Joel Silver, his company Silver Pictures, and its employee Martin Herold have all been named in a lawsuit regarding the death of Silver’s former personal assistant, Carmel Musgrove.
The suit, filed by Musgrove’s estate and parents, is suing all three parties for wrongful death. Musgrove was found dead at age 28 on a beach in Bora Bora during a star-studded trip to the island hot spot in 2015.
In the suit, filed Friday in Los Angeles Superior Court, attorney Brian Watkins laid out the events that led up to Musgrove’s death. Regarding the setting, Watkins wrote, “She, Herold, the Silver-related guests, along with a larger entourage of movie stars and their family members, stayed at the Four Seasons Hotel by occupying over 40 bungalows as part of Jennifer Aniston and Justin Theroux’s honeymoon celebration.” The filing then alleges that “Herold provided Carmel (and possibly others) with cocaine” sometime between Aug. 4, the day Carmel arrived on the island, and Aug. 19.
On Aug. 18, Musgrove attended a fishing trip, followed by lunch and dinner with the Silver family around 4 p.m. and 8 p.m. respectively, according to the suit, which says that the Silver Defendants “furnished Carmel with alcohol” throughout. Later that night, the suit says Musgrove and Herold “exchanged messages of a flirtatious nature” and she visited him in his bungalow where he gave her “additional alcohol, marijuana, and cocaine.” At 11:11 p.m. key swipe records at the hotel recorded Musgrove returning to her room, and around midnight the filing says that she requested matches from the hotel’s front desk. The “delivery of the matches was the last time time anyone reported seeing Carmel alive,” the suit says.
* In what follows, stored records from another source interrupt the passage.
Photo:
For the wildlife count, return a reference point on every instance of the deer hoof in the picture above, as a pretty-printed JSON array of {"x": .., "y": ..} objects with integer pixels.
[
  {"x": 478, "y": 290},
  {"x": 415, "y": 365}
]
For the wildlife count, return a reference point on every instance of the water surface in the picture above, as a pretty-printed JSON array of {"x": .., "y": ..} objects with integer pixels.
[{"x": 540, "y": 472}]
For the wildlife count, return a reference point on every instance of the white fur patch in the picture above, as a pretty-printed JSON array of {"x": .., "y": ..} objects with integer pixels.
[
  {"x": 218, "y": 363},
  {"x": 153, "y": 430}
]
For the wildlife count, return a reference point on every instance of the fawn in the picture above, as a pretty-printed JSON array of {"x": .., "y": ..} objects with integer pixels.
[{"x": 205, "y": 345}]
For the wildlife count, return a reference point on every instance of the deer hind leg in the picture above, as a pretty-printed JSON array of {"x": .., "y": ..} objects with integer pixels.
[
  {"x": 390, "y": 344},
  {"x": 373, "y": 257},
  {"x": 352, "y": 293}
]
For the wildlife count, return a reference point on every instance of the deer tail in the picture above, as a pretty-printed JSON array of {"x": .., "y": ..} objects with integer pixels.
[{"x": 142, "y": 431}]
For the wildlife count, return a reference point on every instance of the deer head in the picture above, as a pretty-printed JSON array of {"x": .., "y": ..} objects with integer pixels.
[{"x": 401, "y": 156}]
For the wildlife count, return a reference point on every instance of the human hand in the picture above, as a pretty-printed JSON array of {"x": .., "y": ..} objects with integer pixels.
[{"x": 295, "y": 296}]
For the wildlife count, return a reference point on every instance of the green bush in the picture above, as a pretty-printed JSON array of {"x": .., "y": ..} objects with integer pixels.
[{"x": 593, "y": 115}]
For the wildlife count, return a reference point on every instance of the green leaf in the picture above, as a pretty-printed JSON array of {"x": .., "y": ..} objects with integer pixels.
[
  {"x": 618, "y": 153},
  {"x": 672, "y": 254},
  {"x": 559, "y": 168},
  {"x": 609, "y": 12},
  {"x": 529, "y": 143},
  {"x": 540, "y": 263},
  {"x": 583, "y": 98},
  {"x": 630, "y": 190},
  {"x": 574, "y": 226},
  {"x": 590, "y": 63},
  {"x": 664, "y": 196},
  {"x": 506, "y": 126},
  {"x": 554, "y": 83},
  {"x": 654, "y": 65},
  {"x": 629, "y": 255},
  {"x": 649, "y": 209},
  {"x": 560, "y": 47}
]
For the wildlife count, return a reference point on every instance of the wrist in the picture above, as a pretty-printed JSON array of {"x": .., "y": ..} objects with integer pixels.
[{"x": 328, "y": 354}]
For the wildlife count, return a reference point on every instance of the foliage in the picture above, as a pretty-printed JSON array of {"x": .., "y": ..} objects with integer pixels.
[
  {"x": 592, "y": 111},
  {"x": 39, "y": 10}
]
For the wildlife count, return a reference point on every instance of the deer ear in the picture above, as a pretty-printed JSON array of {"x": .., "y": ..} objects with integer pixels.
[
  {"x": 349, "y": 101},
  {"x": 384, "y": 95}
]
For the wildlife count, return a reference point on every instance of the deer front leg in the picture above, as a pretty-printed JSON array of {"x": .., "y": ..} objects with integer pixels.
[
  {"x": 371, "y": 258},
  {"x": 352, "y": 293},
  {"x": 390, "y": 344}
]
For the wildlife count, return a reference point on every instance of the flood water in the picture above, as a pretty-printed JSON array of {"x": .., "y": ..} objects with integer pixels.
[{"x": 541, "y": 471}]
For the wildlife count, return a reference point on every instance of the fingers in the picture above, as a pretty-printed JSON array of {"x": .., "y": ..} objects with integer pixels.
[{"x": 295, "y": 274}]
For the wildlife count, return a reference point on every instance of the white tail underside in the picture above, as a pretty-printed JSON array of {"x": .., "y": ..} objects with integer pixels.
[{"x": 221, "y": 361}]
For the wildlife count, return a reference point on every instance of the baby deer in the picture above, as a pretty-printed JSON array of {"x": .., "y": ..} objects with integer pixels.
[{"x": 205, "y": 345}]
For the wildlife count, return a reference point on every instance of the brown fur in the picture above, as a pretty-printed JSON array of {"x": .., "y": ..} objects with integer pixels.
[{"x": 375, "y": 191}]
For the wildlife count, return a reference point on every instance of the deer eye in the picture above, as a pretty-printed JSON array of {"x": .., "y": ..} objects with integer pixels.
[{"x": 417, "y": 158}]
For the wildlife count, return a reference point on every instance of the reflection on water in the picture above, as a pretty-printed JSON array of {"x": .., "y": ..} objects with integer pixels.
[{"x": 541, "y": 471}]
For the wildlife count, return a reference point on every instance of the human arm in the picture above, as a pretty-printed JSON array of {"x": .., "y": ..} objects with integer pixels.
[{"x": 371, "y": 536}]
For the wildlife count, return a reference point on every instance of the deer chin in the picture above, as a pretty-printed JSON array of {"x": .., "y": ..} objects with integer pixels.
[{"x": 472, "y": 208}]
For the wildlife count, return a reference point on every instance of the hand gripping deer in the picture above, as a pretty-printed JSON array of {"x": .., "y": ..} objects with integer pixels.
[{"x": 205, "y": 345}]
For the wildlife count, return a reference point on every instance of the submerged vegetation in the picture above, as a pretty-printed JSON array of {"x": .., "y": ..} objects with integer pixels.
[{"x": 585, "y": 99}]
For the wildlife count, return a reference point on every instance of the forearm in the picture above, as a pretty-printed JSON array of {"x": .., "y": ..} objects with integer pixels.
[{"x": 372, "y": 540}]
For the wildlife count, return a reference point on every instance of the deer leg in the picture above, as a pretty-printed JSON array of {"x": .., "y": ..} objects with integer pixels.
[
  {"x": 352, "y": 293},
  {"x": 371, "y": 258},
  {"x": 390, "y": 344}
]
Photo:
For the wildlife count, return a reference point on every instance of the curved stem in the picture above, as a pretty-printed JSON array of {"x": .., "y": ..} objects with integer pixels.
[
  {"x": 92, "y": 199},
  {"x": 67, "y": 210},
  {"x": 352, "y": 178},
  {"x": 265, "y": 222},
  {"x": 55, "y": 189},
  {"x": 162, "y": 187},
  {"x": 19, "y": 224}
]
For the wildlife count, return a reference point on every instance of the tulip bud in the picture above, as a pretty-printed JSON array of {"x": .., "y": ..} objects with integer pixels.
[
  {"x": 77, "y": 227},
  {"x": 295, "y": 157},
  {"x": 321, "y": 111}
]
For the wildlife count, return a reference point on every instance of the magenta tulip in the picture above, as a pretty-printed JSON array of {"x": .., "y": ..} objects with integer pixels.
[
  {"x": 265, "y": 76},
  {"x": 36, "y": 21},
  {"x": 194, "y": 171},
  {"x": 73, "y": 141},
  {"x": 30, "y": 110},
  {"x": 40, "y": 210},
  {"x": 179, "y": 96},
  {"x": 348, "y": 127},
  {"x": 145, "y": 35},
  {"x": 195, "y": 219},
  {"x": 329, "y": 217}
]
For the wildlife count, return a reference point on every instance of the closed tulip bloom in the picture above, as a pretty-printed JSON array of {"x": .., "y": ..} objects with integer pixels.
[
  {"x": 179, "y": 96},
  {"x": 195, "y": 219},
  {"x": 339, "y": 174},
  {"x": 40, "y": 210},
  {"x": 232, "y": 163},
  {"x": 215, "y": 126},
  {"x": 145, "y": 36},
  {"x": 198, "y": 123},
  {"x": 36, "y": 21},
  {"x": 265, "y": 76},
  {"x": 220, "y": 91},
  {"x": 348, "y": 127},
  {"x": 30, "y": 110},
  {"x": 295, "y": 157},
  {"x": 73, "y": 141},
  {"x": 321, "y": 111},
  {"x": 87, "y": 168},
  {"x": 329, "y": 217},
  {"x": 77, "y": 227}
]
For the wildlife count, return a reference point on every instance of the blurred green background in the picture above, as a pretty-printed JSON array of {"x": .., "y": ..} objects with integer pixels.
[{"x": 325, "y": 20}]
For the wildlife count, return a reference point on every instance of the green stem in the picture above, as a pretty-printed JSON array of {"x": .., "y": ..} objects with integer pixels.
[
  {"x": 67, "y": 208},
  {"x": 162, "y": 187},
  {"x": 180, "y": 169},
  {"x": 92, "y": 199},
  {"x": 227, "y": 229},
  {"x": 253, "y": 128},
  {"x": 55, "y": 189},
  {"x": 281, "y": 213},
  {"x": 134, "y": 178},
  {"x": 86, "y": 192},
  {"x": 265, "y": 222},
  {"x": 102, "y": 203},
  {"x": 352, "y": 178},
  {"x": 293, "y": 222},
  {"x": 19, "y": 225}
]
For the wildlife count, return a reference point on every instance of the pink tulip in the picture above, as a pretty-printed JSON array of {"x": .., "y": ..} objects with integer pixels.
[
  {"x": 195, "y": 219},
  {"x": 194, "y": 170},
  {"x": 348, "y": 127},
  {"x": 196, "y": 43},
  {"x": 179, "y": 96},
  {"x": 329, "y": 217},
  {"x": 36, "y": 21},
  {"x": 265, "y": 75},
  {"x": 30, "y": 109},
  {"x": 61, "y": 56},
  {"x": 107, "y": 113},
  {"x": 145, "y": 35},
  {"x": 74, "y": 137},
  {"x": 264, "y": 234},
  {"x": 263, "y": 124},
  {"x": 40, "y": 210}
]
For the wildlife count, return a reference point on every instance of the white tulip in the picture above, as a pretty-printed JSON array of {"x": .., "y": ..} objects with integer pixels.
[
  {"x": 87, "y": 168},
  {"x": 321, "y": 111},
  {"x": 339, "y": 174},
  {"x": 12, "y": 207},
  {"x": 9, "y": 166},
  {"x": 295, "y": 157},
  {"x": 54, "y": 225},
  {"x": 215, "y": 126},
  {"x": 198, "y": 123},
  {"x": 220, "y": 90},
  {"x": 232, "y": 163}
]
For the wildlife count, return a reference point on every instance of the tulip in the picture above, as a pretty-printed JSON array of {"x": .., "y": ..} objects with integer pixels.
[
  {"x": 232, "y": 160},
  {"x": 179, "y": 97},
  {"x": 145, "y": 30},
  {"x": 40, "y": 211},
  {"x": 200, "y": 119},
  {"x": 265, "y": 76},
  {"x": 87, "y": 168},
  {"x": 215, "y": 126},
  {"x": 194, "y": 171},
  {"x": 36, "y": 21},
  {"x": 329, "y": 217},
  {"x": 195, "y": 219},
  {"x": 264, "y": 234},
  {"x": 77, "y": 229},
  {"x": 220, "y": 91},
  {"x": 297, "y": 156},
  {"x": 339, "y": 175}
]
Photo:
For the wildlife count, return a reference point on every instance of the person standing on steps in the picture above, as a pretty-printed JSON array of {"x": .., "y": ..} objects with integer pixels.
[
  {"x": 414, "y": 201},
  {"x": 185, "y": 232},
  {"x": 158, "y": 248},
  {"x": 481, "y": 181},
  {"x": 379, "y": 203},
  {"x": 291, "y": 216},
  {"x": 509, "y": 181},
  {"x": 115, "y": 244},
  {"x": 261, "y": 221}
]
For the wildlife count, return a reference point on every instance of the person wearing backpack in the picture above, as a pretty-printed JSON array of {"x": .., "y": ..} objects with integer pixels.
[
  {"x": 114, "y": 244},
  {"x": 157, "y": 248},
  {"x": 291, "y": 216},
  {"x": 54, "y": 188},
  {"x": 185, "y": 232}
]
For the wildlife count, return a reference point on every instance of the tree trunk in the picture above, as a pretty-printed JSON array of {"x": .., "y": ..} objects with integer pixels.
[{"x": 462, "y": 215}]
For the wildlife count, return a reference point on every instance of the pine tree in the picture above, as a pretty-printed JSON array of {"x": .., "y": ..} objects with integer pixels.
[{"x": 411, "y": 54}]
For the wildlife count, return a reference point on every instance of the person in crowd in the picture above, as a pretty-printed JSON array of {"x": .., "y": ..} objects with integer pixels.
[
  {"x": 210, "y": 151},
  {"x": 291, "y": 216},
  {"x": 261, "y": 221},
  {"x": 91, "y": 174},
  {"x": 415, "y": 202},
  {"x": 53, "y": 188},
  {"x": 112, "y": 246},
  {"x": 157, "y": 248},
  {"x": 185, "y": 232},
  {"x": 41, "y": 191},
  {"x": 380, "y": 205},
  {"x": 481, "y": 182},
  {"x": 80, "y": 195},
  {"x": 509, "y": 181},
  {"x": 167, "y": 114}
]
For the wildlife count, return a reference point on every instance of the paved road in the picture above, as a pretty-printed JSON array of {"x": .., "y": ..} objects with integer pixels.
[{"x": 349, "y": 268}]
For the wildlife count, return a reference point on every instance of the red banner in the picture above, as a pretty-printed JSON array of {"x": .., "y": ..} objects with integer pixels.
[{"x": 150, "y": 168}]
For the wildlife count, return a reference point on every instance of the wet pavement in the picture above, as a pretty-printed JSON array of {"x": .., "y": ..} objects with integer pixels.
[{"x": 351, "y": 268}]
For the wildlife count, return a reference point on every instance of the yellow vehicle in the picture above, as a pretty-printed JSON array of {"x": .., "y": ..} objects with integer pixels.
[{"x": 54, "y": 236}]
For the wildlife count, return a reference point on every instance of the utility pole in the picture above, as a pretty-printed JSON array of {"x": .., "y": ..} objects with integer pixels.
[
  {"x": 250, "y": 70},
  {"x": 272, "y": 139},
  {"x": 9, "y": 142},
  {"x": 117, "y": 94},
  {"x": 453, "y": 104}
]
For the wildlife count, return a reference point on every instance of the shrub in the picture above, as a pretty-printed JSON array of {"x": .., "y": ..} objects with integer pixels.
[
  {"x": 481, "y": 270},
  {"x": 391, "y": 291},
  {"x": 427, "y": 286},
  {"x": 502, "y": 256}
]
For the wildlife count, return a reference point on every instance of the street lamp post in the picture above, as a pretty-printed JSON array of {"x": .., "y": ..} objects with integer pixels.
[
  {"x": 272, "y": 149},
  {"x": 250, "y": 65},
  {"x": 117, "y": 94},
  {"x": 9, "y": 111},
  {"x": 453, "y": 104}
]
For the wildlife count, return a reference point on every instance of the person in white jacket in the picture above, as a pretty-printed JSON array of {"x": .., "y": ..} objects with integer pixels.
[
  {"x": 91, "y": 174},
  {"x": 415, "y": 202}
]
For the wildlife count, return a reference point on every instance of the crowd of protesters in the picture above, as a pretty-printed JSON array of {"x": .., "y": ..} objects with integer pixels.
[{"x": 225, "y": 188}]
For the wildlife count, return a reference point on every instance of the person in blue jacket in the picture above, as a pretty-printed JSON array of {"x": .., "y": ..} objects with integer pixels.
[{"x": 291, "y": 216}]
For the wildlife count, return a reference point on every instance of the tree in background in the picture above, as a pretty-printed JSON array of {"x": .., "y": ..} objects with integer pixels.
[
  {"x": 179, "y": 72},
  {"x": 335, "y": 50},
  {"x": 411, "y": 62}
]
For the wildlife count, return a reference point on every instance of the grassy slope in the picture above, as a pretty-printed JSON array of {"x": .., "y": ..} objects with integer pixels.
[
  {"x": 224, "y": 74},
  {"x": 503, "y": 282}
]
After more than a day of searching, Musgrove’s body was found “floating nude on one of the banks in a nearby lagoon.” Toxicology tests found alcohol, marijuana, and cocaine in her system. The suit cites a French investigation that found her death was the result of five factors: overconsumption of alcohol; consumption of cocaine; fatigue caused by overwork; heat stroke after the fishing trip; and a midnight swim during unfavorable weather conditions. It asserts that the first four factors are “traceable to conduct involving defendants.”